Ezel plaça sur mes yeux un bandeau et me prit par la main. Pas après pas, j’essayai de compter les gouttelettes de pluie qui tombaient sur ma combinaison. Lorsque j’eus à nouveau la vision, je fus époustouflé par ce qui m’entourait. Des plants de légumes par centaines, dans une bicoque en bois, truffée de lasers, vert émeraude. Et il y avait ces cristaux turquoises, qui jonchaient les plantations. De nombreuses personnes en combinaison prenaient soin des plantes.

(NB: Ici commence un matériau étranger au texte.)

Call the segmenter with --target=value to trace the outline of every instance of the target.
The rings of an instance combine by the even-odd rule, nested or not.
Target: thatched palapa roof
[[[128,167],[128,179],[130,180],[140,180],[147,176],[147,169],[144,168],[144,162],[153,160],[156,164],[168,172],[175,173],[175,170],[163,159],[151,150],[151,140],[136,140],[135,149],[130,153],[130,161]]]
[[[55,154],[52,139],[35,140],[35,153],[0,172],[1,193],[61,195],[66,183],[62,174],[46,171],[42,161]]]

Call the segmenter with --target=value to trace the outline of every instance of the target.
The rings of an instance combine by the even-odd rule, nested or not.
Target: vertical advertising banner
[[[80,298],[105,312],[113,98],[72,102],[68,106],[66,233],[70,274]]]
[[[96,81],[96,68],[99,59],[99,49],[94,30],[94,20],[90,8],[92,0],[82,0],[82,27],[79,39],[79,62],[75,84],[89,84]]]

Nous nous sommes arrêtés devant un homme de très grande stature, le visage criblé de rides. Harris, probablement. Il s’adressa à moi : « Askel, j’zupsôse ? ». Je n’eus pas le temps de répondre. Ezil prit les devants : « Aksel yé diama. Wi sinde in coupalage. Hi voske nètre + one lè n’no particulies ». « Sasa, jà kalkachaze furime ». Harris me regarda de haut en bas, et me sourit : « Jà vata donnaï é papire ké jà zékri one lè n’no particulies. Cét fore lè dé butane té, beute sil ti ave dè kesti-honnest, asque jà. » « Tu as compris Aksel ? ».